When milk and eggs are wanted in greater quantity and freshness than at the time can be supplied, this heroine makes a raid from Memphis beyond St. Louis, escorted by a body-guard of several hundred cripples, — not a man of them best had lost a leg or an arm in the battles, — harries the country-side for a time, and returns followed by hundreds of cows, and thousands of hens and chickens, most willingly contributed by the patriotic farmers, who would rather brave the wrath of Forrest than resist the black-mail of Mother Bickerdyke.
But her crowning exploit was to order back to the wharf a government steamer in full career for Texas; and this story is so well told, that we shall let Mrs. Henshaw repeat it in her own words.
“ An incident occurred at Louisville so characteristic of Mrs. Bickerdyke, that it ought not to be omitted. She was Mrs. Bickerdyke to the last. Some of the troops were about starting for Texas, and word came that at that distant outpost scurvy was making fearful ravages. Mrs. Porter and Mrs. Bickerdyke desired to forward, under care of the men just leaving, a quantity of anti-scorbutics. The captain of the boat promised that, if the articles were on the wharf by a certain hour, he would take them. As the boat was not to break bulk between Louisville and Texas, it was a golden opportunity.
“ It was Sunday, and raining furiously. Through the pelting storm went about Mrs. Porter and Mrs. Bickerdyke, to find teams which should carry the potatoes to the boat. With the utmost difficulty wagons were found, loaded, and hurried off. The driver was urged to drive rapidly, which he did as well as he could amid the rain and mud. When they came within sight of the river he suddenly slackened his pace. ' Why don’t you go on?’ remonstrated Mrs. Porter. ‘It’s of no use,’ he replied ; ‘the boat is gone.' With dismay Mrs. Porter looked, and there, true enough, was the steamer rapidly retreating. The hour set was not quite passed, but the captain felt sure that so many obstacles could not be overcome, and the boat had put off. 'It shall come back,’ said Mrs. Bickerdyke, decidedly.
“ The boat was in the stream ; in the driving rain sat the two resolute women ; behind them were the potatoes, which had cost so much labor and exposure, Mrs. Bickerdyke rose to her feet and beckoned. The conscious captain stood observing.

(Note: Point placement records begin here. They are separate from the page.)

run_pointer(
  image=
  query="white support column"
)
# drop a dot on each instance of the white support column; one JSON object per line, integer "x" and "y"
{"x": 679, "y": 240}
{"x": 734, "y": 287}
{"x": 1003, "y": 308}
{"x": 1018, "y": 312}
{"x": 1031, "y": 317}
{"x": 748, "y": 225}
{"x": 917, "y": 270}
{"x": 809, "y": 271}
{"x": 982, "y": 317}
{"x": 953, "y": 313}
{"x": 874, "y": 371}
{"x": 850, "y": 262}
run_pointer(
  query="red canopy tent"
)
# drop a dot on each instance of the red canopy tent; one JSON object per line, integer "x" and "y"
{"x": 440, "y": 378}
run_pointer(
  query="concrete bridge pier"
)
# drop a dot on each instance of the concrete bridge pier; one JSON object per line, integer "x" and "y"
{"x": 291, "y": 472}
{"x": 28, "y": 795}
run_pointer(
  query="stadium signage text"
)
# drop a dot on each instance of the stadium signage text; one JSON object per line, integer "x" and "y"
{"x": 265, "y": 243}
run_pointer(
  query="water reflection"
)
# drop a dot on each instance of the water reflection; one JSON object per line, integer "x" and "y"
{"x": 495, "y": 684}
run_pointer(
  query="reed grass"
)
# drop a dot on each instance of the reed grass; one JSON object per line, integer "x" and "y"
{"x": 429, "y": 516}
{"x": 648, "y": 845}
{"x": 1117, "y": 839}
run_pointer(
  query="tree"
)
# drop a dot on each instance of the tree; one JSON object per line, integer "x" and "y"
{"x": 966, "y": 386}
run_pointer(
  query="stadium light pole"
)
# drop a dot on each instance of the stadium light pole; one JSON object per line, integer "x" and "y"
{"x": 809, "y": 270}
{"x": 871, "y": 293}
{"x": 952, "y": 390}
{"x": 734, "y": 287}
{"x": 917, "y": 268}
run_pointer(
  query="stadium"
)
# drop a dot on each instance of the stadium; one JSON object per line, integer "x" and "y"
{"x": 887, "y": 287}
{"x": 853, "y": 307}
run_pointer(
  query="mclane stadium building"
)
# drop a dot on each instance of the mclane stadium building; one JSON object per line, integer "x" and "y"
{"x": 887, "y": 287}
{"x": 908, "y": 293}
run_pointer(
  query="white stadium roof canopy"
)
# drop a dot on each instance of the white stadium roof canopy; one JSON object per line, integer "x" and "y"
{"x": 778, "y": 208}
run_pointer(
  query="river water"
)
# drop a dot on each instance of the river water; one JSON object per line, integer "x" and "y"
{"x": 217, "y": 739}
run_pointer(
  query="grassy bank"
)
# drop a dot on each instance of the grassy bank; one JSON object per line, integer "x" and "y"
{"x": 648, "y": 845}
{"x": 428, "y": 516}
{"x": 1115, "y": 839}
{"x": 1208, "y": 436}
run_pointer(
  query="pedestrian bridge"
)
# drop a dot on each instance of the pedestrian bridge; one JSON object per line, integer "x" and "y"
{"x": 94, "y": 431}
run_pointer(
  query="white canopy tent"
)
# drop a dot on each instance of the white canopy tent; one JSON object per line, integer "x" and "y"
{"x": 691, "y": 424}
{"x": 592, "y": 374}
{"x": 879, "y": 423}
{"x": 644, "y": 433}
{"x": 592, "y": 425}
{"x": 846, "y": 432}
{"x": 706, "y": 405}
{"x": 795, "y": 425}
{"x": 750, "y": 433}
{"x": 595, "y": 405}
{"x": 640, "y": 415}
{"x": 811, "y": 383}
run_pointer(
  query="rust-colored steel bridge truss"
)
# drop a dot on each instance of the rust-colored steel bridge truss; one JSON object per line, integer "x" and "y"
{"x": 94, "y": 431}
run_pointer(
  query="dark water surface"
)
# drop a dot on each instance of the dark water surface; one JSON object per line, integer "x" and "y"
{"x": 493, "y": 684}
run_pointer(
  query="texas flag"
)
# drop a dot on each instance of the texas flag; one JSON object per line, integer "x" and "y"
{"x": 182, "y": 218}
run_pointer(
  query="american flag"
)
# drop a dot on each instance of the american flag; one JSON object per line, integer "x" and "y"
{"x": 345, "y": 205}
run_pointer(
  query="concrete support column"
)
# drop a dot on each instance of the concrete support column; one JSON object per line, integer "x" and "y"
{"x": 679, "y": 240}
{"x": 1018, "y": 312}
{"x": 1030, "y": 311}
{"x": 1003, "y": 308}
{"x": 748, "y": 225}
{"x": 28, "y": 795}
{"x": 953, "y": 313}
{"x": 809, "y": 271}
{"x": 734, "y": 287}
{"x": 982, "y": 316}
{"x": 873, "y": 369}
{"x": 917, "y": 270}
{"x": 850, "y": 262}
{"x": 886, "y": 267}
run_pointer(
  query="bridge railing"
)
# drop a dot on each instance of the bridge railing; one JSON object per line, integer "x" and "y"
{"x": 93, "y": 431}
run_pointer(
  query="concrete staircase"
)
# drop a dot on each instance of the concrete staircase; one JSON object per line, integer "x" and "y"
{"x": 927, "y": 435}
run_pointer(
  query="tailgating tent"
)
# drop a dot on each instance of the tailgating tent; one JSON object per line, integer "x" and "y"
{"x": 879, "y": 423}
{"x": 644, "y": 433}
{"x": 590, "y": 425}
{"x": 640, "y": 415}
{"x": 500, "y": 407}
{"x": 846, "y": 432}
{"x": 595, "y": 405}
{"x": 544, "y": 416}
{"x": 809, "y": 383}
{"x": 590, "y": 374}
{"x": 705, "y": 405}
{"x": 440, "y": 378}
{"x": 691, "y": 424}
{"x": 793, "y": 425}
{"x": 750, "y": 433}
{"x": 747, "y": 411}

With the air of an empress she beckoned again. The boat evidently slackened its speed. Again she beckoned still more emphatically. The boat rounded to, and, in response to what had now become a volley of signals, actually returned and took on the potatoes. The next morning a caricature was posted up in the streets of Louisville, representing a woman ordering about a government steamer with a wave of her hand. The picture was obtained by Mrs. Porter, and forwarded to Mr. Blatchford at Chicago.”
In conclusion, we congratulate Mrs. Henshaw for her animated and faithful narrative of a noble and important enterprise.
We would add, that the volume is beautifully published, and as a specimen of typography is an honor to Chicago.
The proof-reader has occasionally forgotten his dutv, and has let such indifferent spelling as “ irrefragible ” and “ incontestible ” on a single page (245) escape him.
We would also suggest to Mrs. Henshaw that there are no such words as “ tireless ’’ and “mentality,” and we would implore her on our bended knees not to call a soldier in the national armies a “ federal.” It used to be bad enough to bear this from the London Times.